Un sondage biaisé, mais parlant

Les résultats complets de ce sondage sont ici.



Comme pour tous les sondages, les limites sont importantes. Ce n'est même pas une prévision de vote, juste une photo des intentions à deux semaines de l’élection, sur un faible échantillon (600 personnes interrogées par téléphone) – ce qui implique des marges d’erreur fortes : environ 4 % sur Bessac, 3 % sur Alphonse, 2 % sur les autres listes testées.
De plus, ce sondage est fortement biaisé par le choix des listes testées comme par leur présentation, qui est déterminante. Pour ce sondage, elle est pour le moins bizarre. Tout ceci relève d’une mauvaise appréciation de la situation montreuilloise. Il y a des oublis (« Montreuil c’est vous » par exemple) de listes annoncées et bien engagées. La liste « citoyenne et écologiste », Movico, est rabattue sur une dissidence du PS, sous prétexte que Chokri Yonis, la tête de liste, est une ex-PS, de plus étiquetée comme "un" dissident...La 2e liste écologistes est donc, en réalité, absente aussi du sondage. La liste soutenue par Brard n’a pas la bonne tête de liste.
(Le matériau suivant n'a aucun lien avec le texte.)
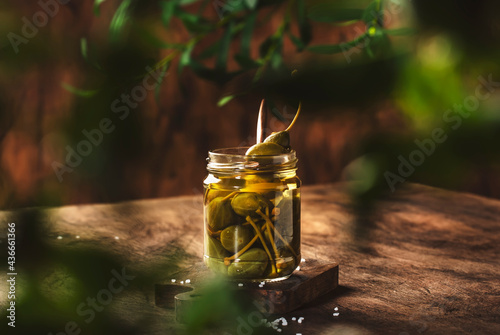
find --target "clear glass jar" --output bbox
[203,147,301,281]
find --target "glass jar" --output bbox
[203,147,301,281]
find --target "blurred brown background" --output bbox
[0,0,500,208]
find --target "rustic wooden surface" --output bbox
[0,184,500,335]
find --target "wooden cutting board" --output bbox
[155,259,339,322]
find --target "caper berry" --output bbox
[220,225,254,252]
[207,197,240,231]
[245,142,287,156]
[264,130,291,150]
[231,192,272,217]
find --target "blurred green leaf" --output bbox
[240,12,257,57]
[308,3,364,22]
[215,22,234,71]
[160,1,177,27]
[217,95,236,107]
[175,7,215,33]
[270,36,283,69]
[61,83,99,98]
[307,43,347,54]
[80,38,89,61]
[178,43,194,73]
[234,54,261,70]
[292,0,312,46]
[155,61,170,103]
[94,0,106,16]
[384,27,417,36]
[361,0,376,24]
[109,0,132,42]
[288,32,306,51]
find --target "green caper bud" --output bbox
[205,236,229,259]
[245,142,287,156]
[227,248,269,278]
[264,130,290,150]
[207,197,240,231]
[231,193,272,217]
[220,225,253,252]
[205,189,231,204]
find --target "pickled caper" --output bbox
[264,130,291,150]
[245,142,287,156]
[205,236,229,275]
[231,192,272,217]
[220,225,254,252]
[207,197,241,231]
[227,248,269,278]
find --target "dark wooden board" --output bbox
[155,259,339,321]
[0,183,500,335]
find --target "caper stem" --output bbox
[259,207,279,259]
[207,226,222,237]
[257,209,297,258]
[224,235,259,265]
[246,216,276,274]
[285,101,302,131]
[221,191,238,201]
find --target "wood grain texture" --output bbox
[0,184,500,335]
[155,259,339,322]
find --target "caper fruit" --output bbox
[231,192,272,217]
[264,130,290,150]
[245,142,287,156]
[205,236,229,275]
[220,225,253,252]
[227,248,269,278]
[205,236,229,258]
[207,197,240,231]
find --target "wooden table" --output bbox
[0,184,500,335]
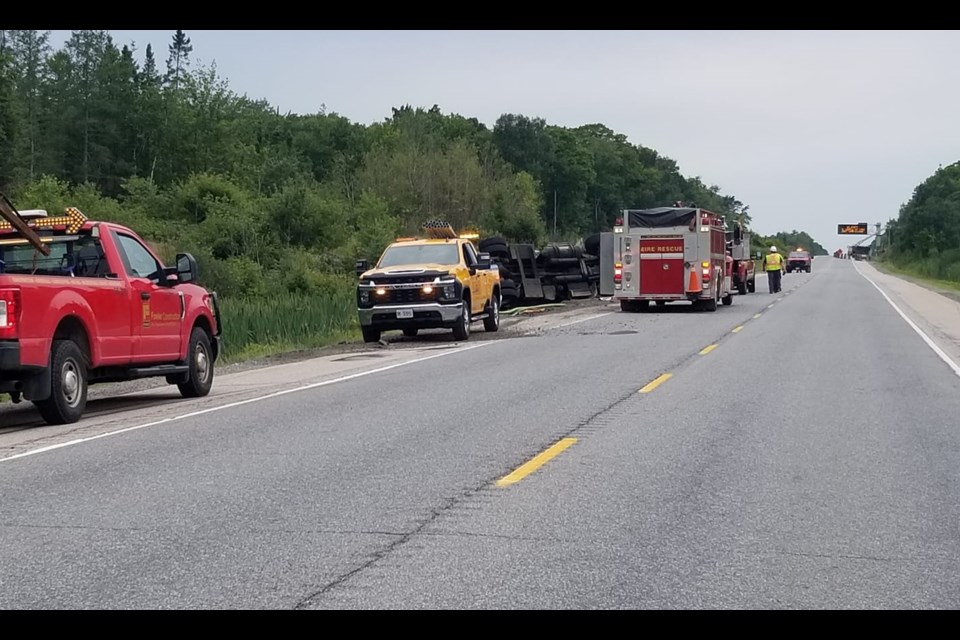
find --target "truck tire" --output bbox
[453,298,472,340]
[702,288,720,311]
[483,294,500,333]
[34,340,88,424]
[177,327,213,398]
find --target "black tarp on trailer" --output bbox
[623,207,697,229]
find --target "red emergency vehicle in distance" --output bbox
[0,194,222,424]
[604,206,733,311]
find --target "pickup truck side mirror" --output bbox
[356,260,370,278]
[176,253,198,284]
[474,253,491,269]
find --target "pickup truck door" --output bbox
[70,235,133,365]
[463,242,490,315]
[114,231,185,364]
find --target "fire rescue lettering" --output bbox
[640,243,683,253]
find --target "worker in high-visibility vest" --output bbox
[763,245,783,293]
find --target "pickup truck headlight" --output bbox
[433,278,457,300]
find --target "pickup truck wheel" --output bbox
[177,327,213,398]
[453,298,470,340]
[483,295,500,332]
[35,340,87,424]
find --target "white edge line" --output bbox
[545,311,614,331]
[853,261,960,376]
[0,341,497,462]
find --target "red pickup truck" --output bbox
[0,194,221,424]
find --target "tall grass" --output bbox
[220,289,359,362]
[879,249,960,289]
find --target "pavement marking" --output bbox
[853,261,960,376]
[497,438,577,487]
[545,311,615,331]
[638,373,673,393]
[0,340,501,462]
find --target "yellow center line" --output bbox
[640,373,673,393]
[497,438,577,487]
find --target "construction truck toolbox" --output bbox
[0,194,221,424]
[601,207,733,311]
[787,247,813,273]
[357,221,502,342]
[727,220,757,295]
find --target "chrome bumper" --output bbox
[357,302,463,327]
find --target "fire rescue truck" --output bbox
[606,206,733,311]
Approche superficielle de l’IFOP, manque de professionnalisme (de contacts sur le terrain)… plutôt que manipulation comme certaines commentaires l’ont avancé. 
Autre remarque méthodologique : Brard, l’ancien maire, faisait des sondages de notoriété ; seul le maire et quelques adjoints « vétérans » étaient connus d’une majorité (au-delà de 30%) des habitants. Seuls Bessac et Brard, dans ce sondage, sont identifiés par la plus grande partie des habitants. Peu importe la tête de la liste soutenue par Bard, c’est un label en tant que tel. Les étiquettes sont plus déterminantes que les personnes. 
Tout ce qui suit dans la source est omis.